Every once in a while my kids get along. It's rare enough that I stop what I'm doing to watch.
Last weekend they spent about a half hour tearing apart an old Hemlock stump to make mulch for the gardens. Elias and Olive stood on either side of the once ancient tree; they laughed and cooperated and laughed some more as they grabbed the rotting bark by the handful or kicked it with their dirty shoes.
It was beautiful. Until it wasn't.
Until they moved on and fought over a felled Alder tree stuck in a Spruce, Elias determined to pull it down, Olive set on climbing it. You would think it was the one and only tree up here on this mountainside. Never mind the fact that a giant slash pile lay next to us, filled with Alder and Spruce, or that thousands of living trees, a forest-full, graces our place.
But yeah, they both needed to bend that particular Alder to their stubborn wills.
Sibling love, composed of competition and protection, jealousy and companionship--with whole long stretches where, try as you might, it's almost impossible to unearth the positive. You just hold onto the hope that somewhere behind the squabbles, pulled hair, tears, and slammed doors resides a brother and sister who love each other.
Elias blows up less often, with weeks, even months, between rages; Olive runs faster these days, but she remains his primary trigger and his strength has surpassed my own. So we still can't leave them alone, unless they sit apart, plugged into screens, and its only for a short walk within screaming distance.
It can be precarious, parenthood.
Loving these little ones who do not remain small and who despite our best efforts can not be contained.
Children grow and change and become people with lives separate from our own. It's always happened, throughout time, and yet somehow this metamorphosis still seems remarkable with our own kids.
The other day, I walked into Olive's room with an armful of folded clean clothes and when I realized I couldn't even cross the threshold due to her creative chaos, I said something like,"Olive, I don't even know where to put your clean laundry because I can't walk into your room."
Instead of cleaning, she spent the next hour building a place for me to put it.
That's Olive, my little engineer, whose 4th grade team won the junior division of our school district's Rube Goldberg competition called Mind of Mazes. And here I can barely figure out how to open a package or take a selfie or fold fitted sheets.
And then there's Elias, with his memory for details when I can't remember where I set down my coffee or beer. His need to fully zip every zipper and close every drawer; he straightens his books by his bed before settling in for the night, and always, always hangs his coat on a hook instead of throwing it down by the door.
No wonder my children clash, regardless of the diagnoses that Elias collects--as if medical terms can contain the soul of a child.
Too often, I am guilty of seeing him through this lens of disabilities, instead of for the complex teenage boy that continues to unfold before me. To see him just as Elias, an ornery big brother, not as a boy with special needs.

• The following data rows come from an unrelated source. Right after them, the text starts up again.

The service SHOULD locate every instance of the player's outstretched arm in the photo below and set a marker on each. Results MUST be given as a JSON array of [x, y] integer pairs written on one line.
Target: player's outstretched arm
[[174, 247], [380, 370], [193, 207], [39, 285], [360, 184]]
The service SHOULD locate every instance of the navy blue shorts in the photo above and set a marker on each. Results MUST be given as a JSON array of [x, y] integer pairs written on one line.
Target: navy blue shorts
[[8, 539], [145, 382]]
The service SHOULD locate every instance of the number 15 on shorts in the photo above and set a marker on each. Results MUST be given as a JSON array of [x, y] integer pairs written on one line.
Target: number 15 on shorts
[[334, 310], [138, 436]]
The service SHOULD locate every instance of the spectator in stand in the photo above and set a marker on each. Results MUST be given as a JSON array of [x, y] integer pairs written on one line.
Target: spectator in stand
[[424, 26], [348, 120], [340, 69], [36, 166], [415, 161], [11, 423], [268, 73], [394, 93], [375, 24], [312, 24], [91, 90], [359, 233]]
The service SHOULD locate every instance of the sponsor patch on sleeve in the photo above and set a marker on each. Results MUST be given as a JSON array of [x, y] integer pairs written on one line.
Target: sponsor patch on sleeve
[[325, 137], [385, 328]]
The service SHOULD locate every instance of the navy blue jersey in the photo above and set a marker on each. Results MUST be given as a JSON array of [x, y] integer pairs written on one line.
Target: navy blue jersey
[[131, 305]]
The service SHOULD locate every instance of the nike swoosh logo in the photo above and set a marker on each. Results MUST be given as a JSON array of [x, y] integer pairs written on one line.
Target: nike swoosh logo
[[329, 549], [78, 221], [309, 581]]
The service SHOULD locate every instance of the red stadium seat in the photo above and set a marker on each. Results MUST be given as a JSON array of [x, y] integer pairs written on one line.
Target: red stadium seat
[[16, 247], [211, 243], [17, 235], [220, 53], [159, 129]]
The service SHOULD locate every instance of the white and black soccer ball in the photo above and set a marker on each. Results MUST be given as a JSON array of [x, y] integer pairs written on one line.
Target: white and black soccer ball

Parenthood trips me repeatedly, hits me on the head, sucker punches me in the gut, and still I claim this role of mother before all others. Even when I want to hang it up in the closet and silently slip out the door, especially then, because no other job or relationship has taught me more about my fallible ever-changing self.
We are all works in progress, messy and beautiful, flawed and rising anew.
We have never met or even corresponded, but I thought of your family the other day. I teach high school and came across a young man lurking outside my building instead of going to an assembly. After he gave several reasons that didn’t make sense for why he was there, he confessed it was really to watch and see if the elevator came down. He just really loves elevators you see. His face lit up and he told me all about the OTHER elevator at the school and why he likes them so much (“when the door closes it’s like a whole other world in there”). I walked him over to the assembly and we chatted the whole way about elevators. Now I see him hanging around by the elevator, which he doesn’t every day, I smile and he smiles back, and I think of your boy and how he’s got a kindred spirits out in CA.
Posted by: Laura | 11/18/2019 at 12:59 PM
Lots of insight here. Great writing.